Statistical analysis of spray impact to assess fuel mixture preparation in IC engines

This paper explores advanced statistical tools, such as finite mixtures of probability distribution functions to better describe drop size distributions obtained experimentally, and improve the physical interpretation of spray impact under cross-flow, in order to assess the fuel/air mixture preparation in IC engines. Considering that fuel sprays are reasonably described by the mathematical Log-Normal distribution function, a Bayesian approach using a Markov-Chain Monte Carlo algorithm allows to findthe best mixture of K Log-Normal distributions. Experimental measurements of the size and velocity of droplets performed with a Phase-Doppler Interferometer, for several measurement planes below the injector nozzle, are analyzed with this statistical tool. Results evidence the presence of three groups of impinging droplets.

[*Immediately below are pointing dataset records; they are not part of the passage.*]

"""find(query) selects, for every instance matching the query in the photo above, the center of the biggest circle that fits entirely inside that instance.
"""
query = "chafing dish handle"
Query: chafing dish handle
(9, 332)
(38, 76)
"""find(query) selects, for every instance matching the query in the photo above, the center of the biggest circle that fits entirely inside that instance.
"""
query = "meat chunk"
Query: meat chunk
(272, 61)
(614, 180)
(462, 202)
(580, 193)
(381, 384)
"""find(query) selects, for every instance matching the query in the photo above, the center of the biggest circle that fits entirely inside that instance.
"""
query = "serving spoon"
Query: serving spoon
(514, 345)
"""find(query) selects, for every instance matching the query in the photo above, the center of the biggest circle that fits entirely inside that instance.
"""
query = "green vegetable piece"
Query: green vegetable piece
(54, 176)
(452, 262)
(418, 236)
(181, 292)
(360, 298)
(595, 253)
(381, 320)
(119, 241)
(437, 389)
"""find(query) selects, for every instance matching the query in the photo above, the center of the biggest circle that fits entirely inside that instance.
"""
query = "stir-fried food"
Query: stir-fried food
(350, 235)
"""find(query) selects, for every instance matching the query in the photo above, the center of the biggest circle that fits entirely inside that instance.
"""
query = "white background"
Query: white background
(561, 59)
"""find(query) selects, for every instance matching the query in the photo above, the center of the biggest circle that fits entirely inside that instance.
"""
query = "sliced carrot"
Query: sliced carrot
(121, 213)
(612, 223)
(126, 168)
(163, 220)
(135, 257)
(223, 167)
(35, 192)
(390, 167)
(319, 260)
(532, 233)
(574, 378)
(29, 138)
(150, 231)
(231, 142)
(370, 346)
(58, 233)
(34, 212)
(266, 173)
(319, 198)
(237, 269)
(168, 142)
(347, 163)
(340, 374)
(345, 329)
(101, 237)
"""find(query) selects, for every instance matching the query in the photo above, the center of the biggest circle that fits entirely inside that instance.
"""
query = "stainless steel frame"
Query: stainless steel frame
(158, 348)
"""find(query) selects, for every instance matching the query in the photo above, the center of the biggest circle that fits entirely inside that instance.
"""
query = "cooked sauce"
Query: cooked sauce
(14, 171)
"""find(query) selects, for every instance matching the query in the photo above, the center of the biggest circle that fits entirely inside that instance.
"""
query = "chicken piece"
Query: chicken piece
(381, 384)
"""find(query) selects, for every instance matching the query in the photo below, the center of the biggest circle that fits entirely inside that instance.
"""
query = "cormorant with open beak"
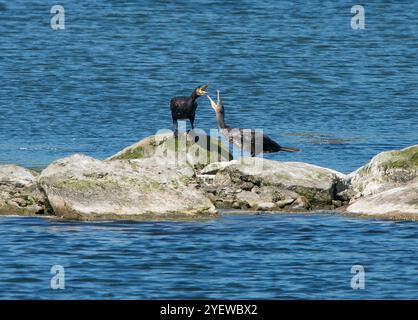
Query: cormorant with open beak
(185, 107)
(248, 140)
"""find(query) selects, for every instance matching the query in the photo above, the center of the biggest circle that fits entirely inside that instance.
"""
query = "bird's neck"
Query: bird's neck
(221, 120)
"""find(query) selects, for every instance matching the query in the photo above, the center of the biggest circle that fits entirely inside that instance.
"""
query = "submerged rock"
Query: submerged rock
(19, 193)
(262, 184)
(387, 185)
(183, 150)
(81, 187)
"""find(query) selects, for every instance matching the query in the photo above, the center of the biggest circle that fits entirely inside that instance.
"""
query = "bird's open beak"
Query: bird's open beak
(202, 89)
(212, 103)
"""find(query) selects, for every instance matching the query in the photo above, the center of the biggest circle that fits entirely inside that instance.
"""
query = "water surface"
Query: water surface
(293, 68)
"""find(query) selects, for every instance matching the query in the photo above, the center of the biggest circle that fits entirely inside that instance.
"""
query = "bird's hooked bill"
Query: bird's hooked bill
(202, 89)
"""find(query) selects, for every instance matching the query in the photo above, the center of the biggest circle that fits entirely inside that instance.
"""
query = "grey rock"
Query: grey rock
(19, 193)
(81, 187)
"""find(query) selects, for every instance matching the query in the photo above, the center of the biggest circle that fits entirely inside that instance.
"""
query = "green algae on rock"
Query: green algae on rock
(182, 149)
(81, 187)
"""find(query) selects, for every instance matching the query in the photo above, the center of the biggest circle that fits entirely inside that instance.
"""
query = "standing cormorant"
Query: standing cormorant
(185, 107)
(244, 140)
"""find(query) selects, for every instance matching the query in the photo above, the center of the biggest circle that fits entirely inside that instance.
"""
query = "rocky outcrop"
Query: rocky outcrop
(387, 186)
(19, 193)
(80, 187)
(184, 150)
(386, 170)
(163, 177)
(267, 185)
(398, 203)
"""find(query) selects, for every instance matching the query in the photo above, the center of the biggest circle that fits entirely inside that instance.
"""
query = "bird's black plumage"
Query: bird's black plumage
(247, 139)
(185, 107)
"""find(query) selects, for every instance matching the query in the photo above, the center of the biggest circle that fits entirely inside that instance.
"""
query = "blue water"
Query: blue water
(294, 68)
(235, 256)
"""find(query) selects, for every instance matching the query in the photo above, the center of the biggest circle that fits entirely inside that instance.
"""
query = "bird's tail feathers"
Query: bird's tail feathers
(289, 149)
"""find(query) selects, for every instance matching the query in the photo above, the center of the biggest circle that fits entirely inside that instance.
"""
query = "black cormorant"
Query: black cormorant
(239, 137)
(185, 107)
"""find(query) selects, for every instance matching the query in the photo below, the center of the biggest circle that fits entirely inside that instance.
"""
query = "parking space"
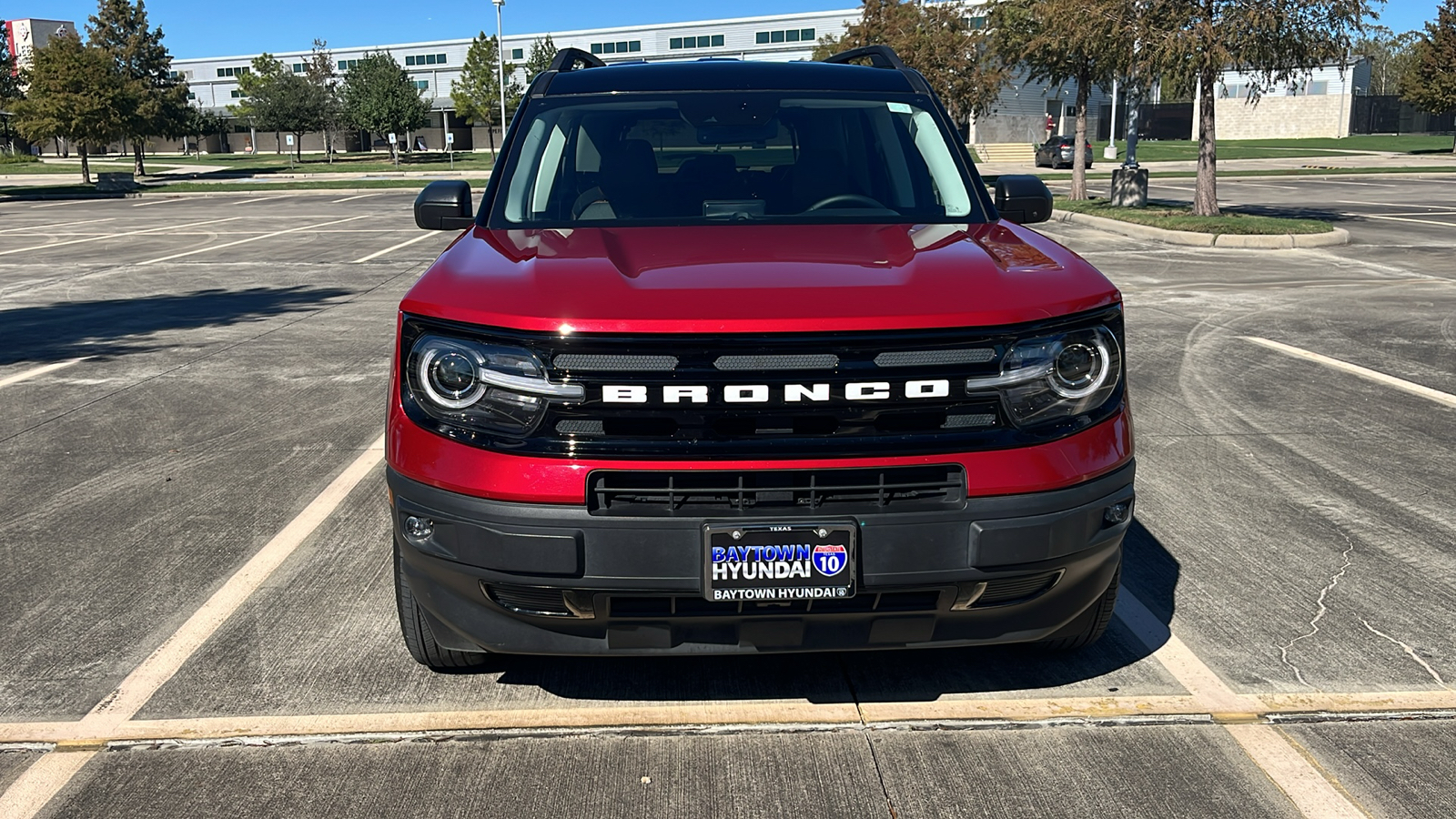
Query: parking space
(196, 550)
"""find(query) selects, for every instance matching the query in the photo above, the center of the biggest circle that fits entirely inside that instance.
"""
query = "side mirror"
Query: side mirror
(1021, 198)
(444, 206)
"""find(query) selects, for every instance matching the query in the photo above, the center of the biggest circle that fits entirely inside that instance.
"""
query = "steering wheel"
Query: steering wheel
(855, 198)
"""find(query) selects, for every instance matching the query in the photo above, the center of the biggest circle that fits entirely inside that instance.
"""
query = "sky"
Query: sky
(223, 29)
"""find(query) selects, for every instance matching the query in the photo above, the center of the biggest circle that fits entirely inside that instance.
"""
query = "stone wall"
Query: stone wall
(1283, 116)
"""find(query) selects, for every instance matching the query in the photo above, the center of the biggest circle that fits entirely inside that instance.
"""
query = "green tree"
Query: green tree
(278, 99)
(1390, 56)
(1274, 41)
(543, 50)
(200, 123)
(477, 92)
(935, 40)
(1431, 80)
(9, 86)
(319, 72)
(1088, 43)
(123, 31)
(75, 92)
(380, 99)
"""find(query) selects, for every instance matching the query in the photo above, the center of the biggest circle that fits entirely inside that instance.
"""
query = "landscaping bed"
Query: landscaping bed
(1179, 217)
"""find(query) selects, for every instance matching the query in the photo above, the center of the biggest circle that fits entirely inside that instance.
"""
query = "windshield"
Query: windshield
(732, 157)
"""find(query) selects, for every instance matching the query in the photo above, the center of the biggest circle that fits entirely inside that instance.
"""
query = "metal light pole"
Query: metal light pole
(500, 62)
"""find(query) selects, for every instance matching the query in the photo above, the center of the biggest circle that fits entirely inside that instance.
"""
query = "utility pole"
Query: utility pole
(500, 62)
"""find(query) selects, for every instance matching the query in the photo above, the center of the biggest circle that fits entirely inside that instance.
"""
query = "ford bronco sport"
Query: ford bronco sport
(744, 358)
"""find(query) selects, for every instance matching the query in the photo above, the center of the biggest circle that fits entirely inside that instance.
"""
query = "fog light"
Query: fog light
(419, 526)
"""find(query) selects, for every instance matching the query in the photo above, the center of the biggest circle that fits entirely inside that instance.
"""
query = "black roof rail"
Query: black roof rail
(880, 57)
(883, 57)
(567, 58)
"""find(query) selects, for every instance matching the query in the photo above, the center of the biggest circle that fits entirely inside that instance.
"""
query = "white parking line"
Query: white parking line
(1270, 749)
(38, 784)
(145, 230)
(26, 375)
(252, 239)
(1354, 369)
(376, 254)
(65, 203)
(1404, 219)
(40, 228)
(1390, 205)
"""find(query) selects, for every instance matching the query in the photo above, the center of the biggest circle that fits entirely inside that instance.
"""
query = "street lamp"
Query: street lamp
(500, 62)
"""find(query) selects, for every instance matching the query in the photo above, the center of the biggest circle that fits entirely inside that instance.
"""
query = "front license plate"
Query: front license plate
(779, 561)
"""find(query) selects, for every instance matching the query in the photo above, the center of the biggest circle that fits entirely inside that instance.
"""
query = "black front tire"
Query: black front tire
(1091, 625)
(419, 639)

Two of these groups are associated with the hollow-cone spray structure, and a third group made of smaller droplets resulting from the interaction between the spray and the surrounding environment. The cross-flow presence alters droplet dispersion in its direction, but also alters the liquid sheet breakup and subsequent spray formation, redistributing droplets in the downstream direction according to their size class due to its proportionality with the fluid dynamic response to the cross-flow influence. The statistical method also evidences the stochastic nature of the splashing mechanism which generates a secondary atomization after spray impact and clearly shows the film stripping mechanism, producing droplets of a smaller characteristic throughout the footprint area. This implies that less fuel remains deposited on the surface, thus enhancing fuel mixture preparation.